Removing outliers from a k-mean cluster

Question 1

k-means can be quite sensitive to outliers in your data set. The reason is simply that k-means tries to optimize the sum of squares. And thus a large deviation (such as of an outlier) gets a lot of weight.

If you have a noisy data set with outliers, you might be better off using an algorithm that has specialized noise handling such as DBSCAN (Density-Based Spatial Clustering of Applications with Noise). Note the "N" in the acronym: Noise. In contrast to e.g. k-means, but also many other clustering algorithms, DBSCAN can decide to not cluster objects that are in regions of low density.

Question 2

You're looking for something like "Outlier removal" and as others have linked to above, "there is no rigorous mathematical definition of what constitutes an outlier" - http://en.wikipedia.org/wiki/Outlier#Identifying_outliers.

Outlier detection is even more difficult when you're doing unsupervised clustering since you're both trying to learn what the clusters are, and what data points correspond to "no" clusters.

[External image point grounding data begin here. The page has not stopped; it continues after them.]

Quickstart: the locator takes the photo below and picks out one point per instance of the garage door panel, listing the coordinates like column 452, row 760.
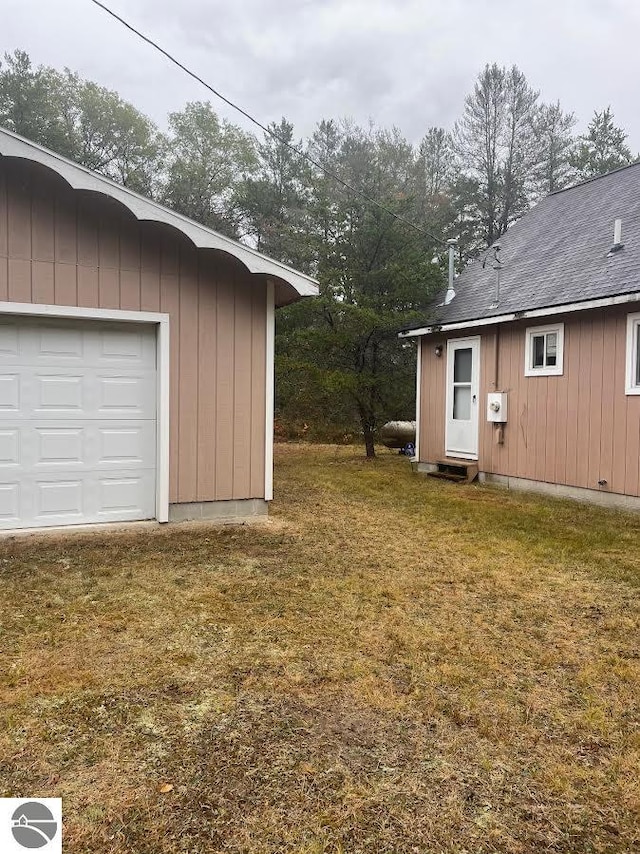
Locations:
column 59, row 343
column 127, row 444
column 77, row 423
column 59, row 393
column 59, row 498
column 131, row 395
column 127, row 496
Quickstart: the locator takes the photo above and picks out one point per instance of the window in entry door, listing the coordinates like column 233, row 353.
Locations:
column 462, row 367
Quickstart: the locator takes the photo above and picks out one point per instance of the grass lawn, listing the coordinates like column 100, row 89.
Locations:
column 391, row 664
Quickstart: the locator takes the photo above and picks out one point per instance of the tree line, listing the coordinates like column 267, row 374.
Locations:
column 341, row 370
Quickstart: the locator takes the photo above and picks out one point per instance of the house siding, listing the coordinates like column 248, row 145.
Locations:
column 573, row 429
column 66, row 248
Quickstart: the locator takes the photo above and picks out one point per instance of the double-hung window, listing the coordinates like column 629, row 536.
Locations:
column 544, row 351
column 633, row 354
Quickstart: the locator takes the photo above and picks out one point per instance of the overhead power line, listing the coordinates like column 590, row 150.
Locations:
column 329, row 174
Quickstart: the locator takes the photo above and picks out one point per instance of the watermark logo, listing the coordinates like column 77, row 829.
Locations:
column 27, row 825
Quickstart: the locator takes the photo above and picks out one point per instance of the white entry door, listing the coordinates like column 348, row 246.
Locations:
column 463, row 375
column 77, row 422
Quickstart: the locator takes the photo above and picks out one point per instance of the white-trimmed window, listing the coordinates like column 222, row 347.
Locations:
column 632, row 385
column 544, row 351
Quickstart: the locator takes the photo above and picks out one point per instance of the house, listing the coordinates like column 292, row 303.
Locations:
column 136, row 354
column 529, row 366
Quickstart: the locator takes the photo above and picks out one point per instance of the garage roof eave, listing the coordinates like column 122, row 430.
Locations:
column 80, row 178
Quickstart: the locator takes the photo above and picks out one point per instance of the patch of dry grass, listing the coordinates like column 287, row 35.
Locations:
column 391, row 664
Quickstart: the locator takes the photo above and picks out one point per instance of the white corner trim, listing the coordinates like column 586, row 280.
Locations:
column 633, row 322
column 552, row 371
column 72, row 312
column 269, row 392
column 604, row 302
column 418, row 386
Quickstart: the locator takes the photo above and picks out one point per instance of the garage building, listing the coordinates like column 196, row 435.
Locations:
column 136, row 354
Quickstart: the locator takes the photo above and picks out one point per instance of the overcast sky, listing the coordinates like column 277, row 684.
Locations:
column 407, row 63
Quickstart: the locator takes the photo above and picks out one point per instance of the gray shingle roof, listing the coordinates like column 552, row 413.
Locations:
column 557, row 253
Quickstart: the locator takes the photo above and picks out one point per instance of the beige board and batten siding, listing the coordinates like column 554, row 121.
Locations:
column 574, row 429
column 64, row 247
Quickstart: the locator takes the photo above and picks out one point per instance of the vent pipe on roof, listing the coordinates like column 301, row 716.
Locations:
column 450, row 295
column 617, row 238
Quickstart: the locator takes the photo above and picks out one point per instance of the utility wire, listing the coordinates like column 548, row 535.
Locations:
column 266, row 129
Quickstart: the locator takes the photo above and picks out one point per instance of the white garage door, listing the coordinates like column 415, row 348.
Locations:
column 77, row 422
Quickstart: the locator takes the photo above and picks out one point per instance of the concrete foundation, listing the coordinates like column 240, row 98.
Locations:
column 235, row 510
column 556, row 490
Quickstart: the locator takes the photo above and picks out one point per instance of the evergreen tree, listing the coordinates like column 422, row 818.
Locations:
column 553, row 132
column 208, row 162
column 602, row 148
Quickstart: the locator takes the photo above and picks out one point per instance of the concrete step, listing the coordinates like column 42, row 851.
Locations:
column 459, row 471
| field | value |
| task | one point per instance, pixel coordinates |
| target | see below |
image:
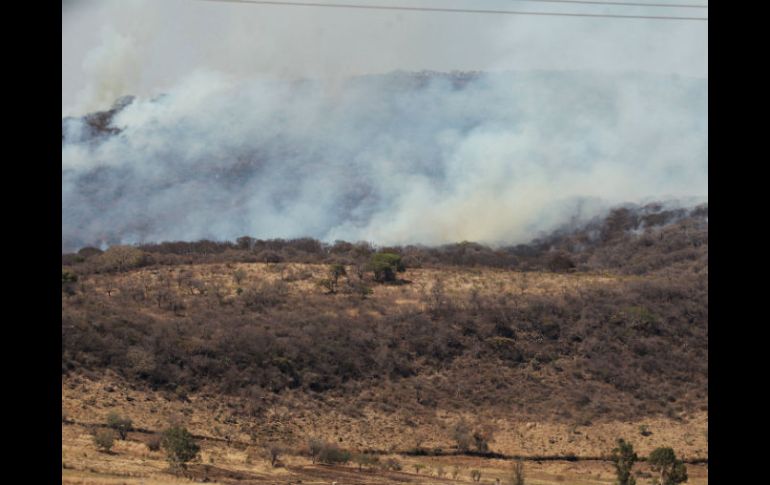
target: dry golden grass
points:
(292, 420)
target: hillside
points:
(557, 347)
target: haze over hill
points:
(398, 158)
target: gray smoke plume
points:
(260, 131)
(393, 159)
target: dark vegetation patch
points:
(636, 347)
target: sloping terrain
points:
(554, 350)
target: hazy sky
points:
(142, 47)
(577, 115)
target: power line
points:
(452, 10)
(629, 4)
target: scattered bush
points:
(385, 266)
(669, 469)
(331, 454)
(179, 445)
(121, 424)
(623, 458)
(104, 439)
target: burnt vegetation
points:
(633, 348)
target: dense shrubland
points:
(637, 346)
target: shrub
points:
(670, 470)
(121, 424)
(153, 444)
(385, 266)
(517, 473)
(392, 464)
(331, 454)
(623, 458)
(179, 445)
(461, 433)
(104, 439)
(365, 460)
(273, 452)
(314, 447)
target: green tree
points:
(623, 458)
(179, 446)
(385, 266)
(121, 424)
(314, 447)
(670, 470)
(517, 473)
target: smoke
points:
(241, 128)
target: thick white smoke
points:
(239, 144)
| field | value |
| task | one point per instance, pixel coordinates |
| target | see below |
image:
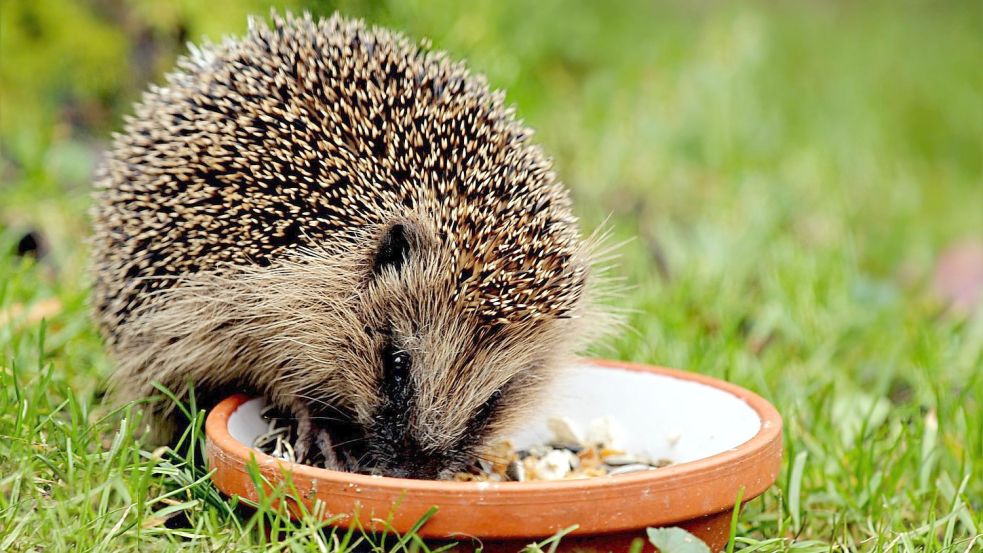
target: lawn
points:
(789, 173)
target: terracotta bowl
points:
(722, 439)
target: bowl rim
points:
(752, 465)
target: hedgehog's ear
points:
(393, 249)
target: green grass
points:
(790, 172)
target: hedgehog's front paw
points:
(312, 440)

One simple definition is to consider all data points that are "far" from every other data point as an outlier. E.g., you might consider removing the point with the maximum smallest distance to any other point:

x = randn(100,2); 
x(101,:) = [10 10];  %a clear outlier
nSamples = size(x,1);

pointToPointDistVec = pdist(x);
pointToPointDist = squareform(pointToPointDistVec);
pointToPointDist = pointToPointDist + diag(inf(nSamples,1)); %remove self-distances; set to inf

smallestDist = min(pointToPointDist,[],2);
[maxSmallestDist,outlierInd] = max(smallestDist);

You can iterate the above a few times to iteratively remove points. Note that this will not remove outliers that happen to have at least one nearby neighbor. If you read the WIKI page, and see an algorithm that might be more helpful, try and implement it and ask about that specific approach.